Yu Jiangsheng, Chen Xue-Wen
School of Electronics Engineering and Computer Science, Peking University China.
Bioinformatics. 2005 Jun;21 Suppl 1:i487-94. doi: 10.1093/bioinformatics/bti1030.
The classification of high-dimensional data is always a challenge to statistical machine learning. We propose a novel method named shallow feature selection that assigns each feature a probability of being selected based on the structure of training data itself. Independent of particular classifiers, the high dimension of biodata can be fleetly reduced to an applicable case for consequential processing. Moreover, to improve both efficiency and performance of classification, these prior probabilities are further used to specify the distributions of top-level hyperparameters in hierarchical models of Bayesian neural network (BNN), as well as the parameters in Gaussian process models.
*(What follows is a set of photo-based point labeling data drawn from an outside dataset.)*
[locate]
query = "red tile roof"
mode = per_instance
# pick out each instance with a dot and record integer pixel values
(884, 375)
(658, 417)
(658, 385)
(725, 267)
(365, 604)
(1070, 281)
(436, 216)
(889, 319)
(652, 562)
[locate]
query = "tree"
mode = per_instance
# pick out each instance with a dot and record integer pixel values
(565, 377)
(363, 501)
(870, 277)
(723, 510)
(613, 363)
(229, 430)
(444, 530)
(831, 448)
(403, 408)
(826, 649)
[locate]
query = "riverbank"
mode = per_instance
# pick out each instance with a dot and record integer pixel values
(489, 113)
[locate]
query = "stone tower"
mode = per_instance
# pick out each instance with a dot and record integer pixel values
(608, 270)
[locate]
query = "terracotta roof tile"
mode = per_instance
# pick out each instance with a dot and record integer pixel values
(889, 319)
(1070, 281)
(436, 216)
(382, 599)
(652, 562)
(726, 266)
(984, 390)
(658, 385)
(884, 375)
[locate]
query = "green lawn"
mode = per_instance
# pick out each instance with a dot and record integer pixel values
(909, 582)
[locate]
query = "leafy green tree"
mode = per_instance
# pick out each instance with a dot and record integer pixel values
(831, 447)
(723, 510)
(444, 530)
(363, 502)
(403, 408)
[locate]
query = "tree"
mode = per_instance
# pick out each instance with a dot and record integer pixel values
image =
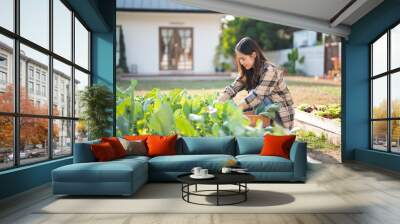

Three BNN approaches were derived and then applied to identify ovarian cancer from NCI's high-resolution mass spectrometry data, which yielded an excellent performance in 1000 independent k-fold cross validations (k = 2,...,10). For instance, indices of average sensitivity and specificity of 98.56 and 98.42%, respectively, were achieved in the 2-fold cross validations. Furthermore, only one control and one cancer were misclassified in the leave-one-out cross validation. Some other popular classifiers were also tested for comparison.
The programs implemented in MatLab, R and Neal's fbm.2004-11-10.
高维数据的分类一直是统计机器学习面临的挑战。我们提出了一种名为浅层特征选择的新方法,该方法基于训练数据本身的结构为每个特征分配一个被选中的概率。独立于特定的分类器,生物数据的高维性可以迅速降低到适用于后续处理的情况。此外,为了提高分类的效率和性能,这些先验概率被进一步用于指定贝叶斯神经网络(BNN)层次模型中顶级超参数的分布,以及高斯过程模型中的参数。
推导了三种BNN方法,然后将其应用于从美国国立癌症研究所的高分辨率质谱数据中识别卵巢癌,在1000次独立的k折交叉验证(k = 2,...,10)中表现出色。例如,在2折交叉验证中,平均灵敏度和特异性指标分别达到98.56%和98.42%。此外,在留一法交叉验证中只有一个对照和一个癌症被误分类。还测试了其他一些流行的分类器进行比较。
该程序用MatLab、R和Neal的fbm.2004 - 11 - 10实现。